According to the announcement:
Windows 10 Home is the equivalent of Windows 8/8.1, a consumer-based edition of Windows 10 that will most likely come pre-installed on the majority of new devices. The Home edition will include Cortana, the personal digital assistant; the new Microsoft Edge web browser; Continuum tablet mode for touch-capable devices; and Windows Hello face-recognition, iris and fingerprint login.
Windows 10 Pro includes all the features of Home plus additional professional/business orientated features. At this stage, Microsoft has not provided a full comparison of features between Home and Pro. However, if Windows 8/8.1 is anything to go by, the Home edition will likely lack features such as Group Policy, BitLocker Encryption, and Remote Desktop Connection.

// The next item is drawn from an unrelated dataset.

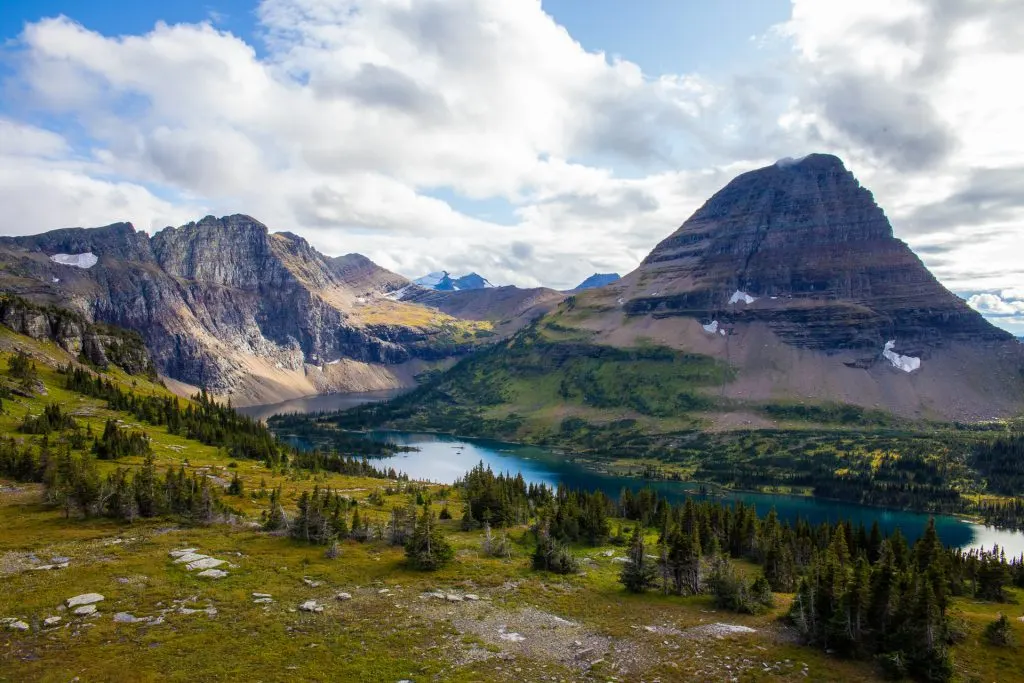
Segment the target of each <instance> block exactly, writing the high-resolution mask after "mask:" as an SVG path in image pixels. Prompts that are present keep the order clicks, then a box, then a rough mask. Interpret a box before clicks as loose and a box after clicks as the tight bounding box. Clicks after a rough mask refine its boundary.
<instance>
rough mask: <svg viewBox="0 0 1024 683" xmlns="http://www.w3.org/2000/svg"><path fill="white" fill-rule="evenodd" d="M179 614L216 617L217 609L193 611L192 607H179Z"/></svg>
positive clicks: (214, 607) (208, 609)
mask: <svg viewBox="0 0 1024 683" xmlns="http://www.w3.org/2000/svg"><path fill="white" fill-rule="evenodd" d="M178 613H179V614H206V615H207V616H216V615H217V608H216V607H205V608H204V609H193V608H190V607H178Z"/></svg>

Windows 10 Mobile, as the name suggests, is specifically designed for smaller, mobile, touch-centric devices such as smartphones and small tablets. It boasts the same, new universal Windows apps that are included in Windows 10 Home, as well as the new touch-optimized version of Office.
Windows 10 will also ship in three enterprise editions – Windows 10 Enterprise, Windows 10 Education, and Windows 10 Mobile Enterprise.
- Read the Microsoft blog announcement in full here: Introducing Windows 10 Editions
Upgrading to Windows 10
Microsoft’s announcement also includes confirmation of the free upgrade:
As we announced earlier this year, for the first time ever, we are offering the full versions of Windows 10 Home, Windows 10 Mobile and Windows 10 Pro as a free and easy upgrade for qualifying Windows 7, Windows 8.1 and Windows Phone 8.1 devices that upgrade in the first year after launch.** Once you upgrade, you have Windows 10 for free on that device
At this stage it remains unclear exactly how the upgrade process will work between editions but, if history is anything to go by, it will likely be existing edition to like edition:
- Windows 7 Home editions —–> Windows 10 Home
- Windows 7 Pro & Ultimate editions —–> Windows 10 Pro
- Windows 8/8.1 —–> Windows 10 Home
- Windows 8/8.1 Pro —–> Windows 10 Pro
I must say, I’m a bit disappointed Microsoft hasn’t taken this opportunity to merge Home and Pro into a single consumer orientated Windows 10 and, in the process, put a stop to all the confusion.